Le indagini più avanzate  mostrano, come i recenti studi confermano, che con la somministrazione di acido pfáfico viene inibita la crescita del tumore di alcune specifiche cellule, questa è una pianta molto promettente nel trattamento dei tumori specie per l’alta presenza di Germanio organico, sali minerali e oligoelementi. Il Germanio contenuto nella Pfaffia agisce a livello delle membrane cellulari facendo migliorare gli scambi tra l'interno e l'esterno di ogni cellula del corpo e aumentando il flusso di ossigeno in tutte le cellule. Così con la funzione delle cellule è stato ottimizzato e migliorato il funzionamento degli organi del corpo. L’Acido Pfaffico possiede per questo evidenti effetti inibitori sulla crescita di cellule tumorali in coltura. La Pfaffia può essere definita “un adattogeno” ed è sempre più usata in diversi tipi di cancro, per il diabete, in molte patologie degenerative, squilibri ormonali, osteomieliti, disturbi cardiovascolari, nella cicatrizzazione di ferite e piaghe, nell’impotenza maschile, contro l’ipertensione, e negli squilibri nervosiLa Pfaffia paniculata  aiuta a normalizzare il modo in cui il corpo risponde contro lo stress .

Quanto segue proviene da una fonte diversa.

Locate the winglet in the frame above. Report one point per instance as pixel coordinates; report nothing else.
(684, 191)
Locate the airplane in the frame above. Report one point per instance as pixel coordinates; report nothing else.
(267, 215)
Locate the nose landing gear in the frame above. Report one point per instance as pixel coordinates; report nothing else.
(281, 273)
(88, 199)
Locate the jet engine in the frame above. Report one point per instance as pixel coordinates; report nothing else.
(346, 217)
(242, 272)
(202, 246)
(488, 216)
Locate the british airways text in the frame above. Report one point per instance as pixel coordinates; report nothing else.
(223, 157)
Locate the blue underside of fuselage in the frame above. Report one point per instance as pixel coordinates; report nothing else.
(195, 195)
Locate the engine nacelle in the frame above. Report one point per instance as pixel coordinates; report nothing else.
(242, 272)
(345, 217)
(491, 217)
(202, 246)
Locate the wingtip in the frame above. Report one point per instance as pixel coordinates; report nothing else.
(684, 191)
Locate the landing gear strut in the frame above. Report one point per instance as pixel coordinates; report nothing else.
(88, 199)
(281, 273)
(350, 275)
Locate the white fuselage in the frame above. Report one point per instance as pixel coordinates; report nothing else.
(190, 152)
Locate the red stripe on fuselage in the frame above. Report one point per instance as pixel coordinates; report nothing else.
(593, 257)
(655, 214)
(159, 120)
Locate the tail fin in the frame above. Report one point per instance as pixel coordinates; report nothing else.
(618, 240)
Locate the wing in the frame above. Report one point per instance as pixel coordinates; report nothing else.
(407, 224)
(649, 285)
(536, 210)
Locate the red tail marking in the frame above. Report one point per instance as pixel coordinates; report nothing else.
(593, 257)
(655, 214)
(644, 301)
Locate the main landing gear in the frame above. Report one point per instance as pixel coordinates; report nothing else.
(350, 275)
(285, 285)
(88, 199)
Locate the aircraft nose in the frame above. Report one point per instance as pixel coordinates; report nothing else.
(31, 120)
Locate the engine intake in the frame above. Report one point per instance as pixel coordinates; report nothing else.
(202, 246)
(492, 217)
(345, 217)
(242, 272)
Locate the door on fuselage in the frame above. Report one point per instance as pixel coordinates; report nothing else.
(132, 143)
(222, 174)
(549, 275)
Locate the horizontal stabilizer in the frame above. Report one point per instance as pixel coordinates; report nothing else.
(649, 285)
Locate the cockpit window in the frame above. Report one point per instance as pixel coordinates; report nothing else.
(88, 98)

Si consiglia di utilizzare nella radice in polvere in quantità da 5 a 10 g o la decozione delle radici (anche 10g) al giorno. Ci sono capsule, estratti ed altri prodotti a seconda del caso in distribuzione.

 

Anti-affaticamento 
Mettere un cucchiaio da dessert pieno di polvere in una tazza e aggiungere acqua bollente. Lasciare in infusione per dieci minuti, attendere per raffreddare un po 'e la temperatura. Una tazza a digiuno la mattina e la sera.

 

Anti-fatica e anti-anemico 
Mettere due cucchiai di polvere in una bottiglia di vino bianco secco. Lasciate macerare per una settimana, agitando la bottiglia di tanto in tanto e poi lasciare nuovamente a riposare la macerazione. Prendete una tazzina 2-3 volte al giorno, prima dei pasti.

 

Tonico 
In una tazza, mettere un cucchiaio di polvere di radice Pfaffia e una di  polvere di guaranà , con l'aggiunta di acqua bollente. Lasciare a riposare per dieci minuti e bere ancora caldo. Prendete una tazza dopo la prima colazione e nel pomeriggio.

 

Mal di testa, stress

Un cucchiaio da minestra di polvere da mettere in una tazza di alcol etilico al 60% o vino liquoroso. Lasciare tutto in macerazione di dieci giorni, filtrare con un colino e spremere il contenuto. Prendere dieci a quindici gocce o un cucchiaino in poca acqua due volte al giorno (una al mattino e una notte).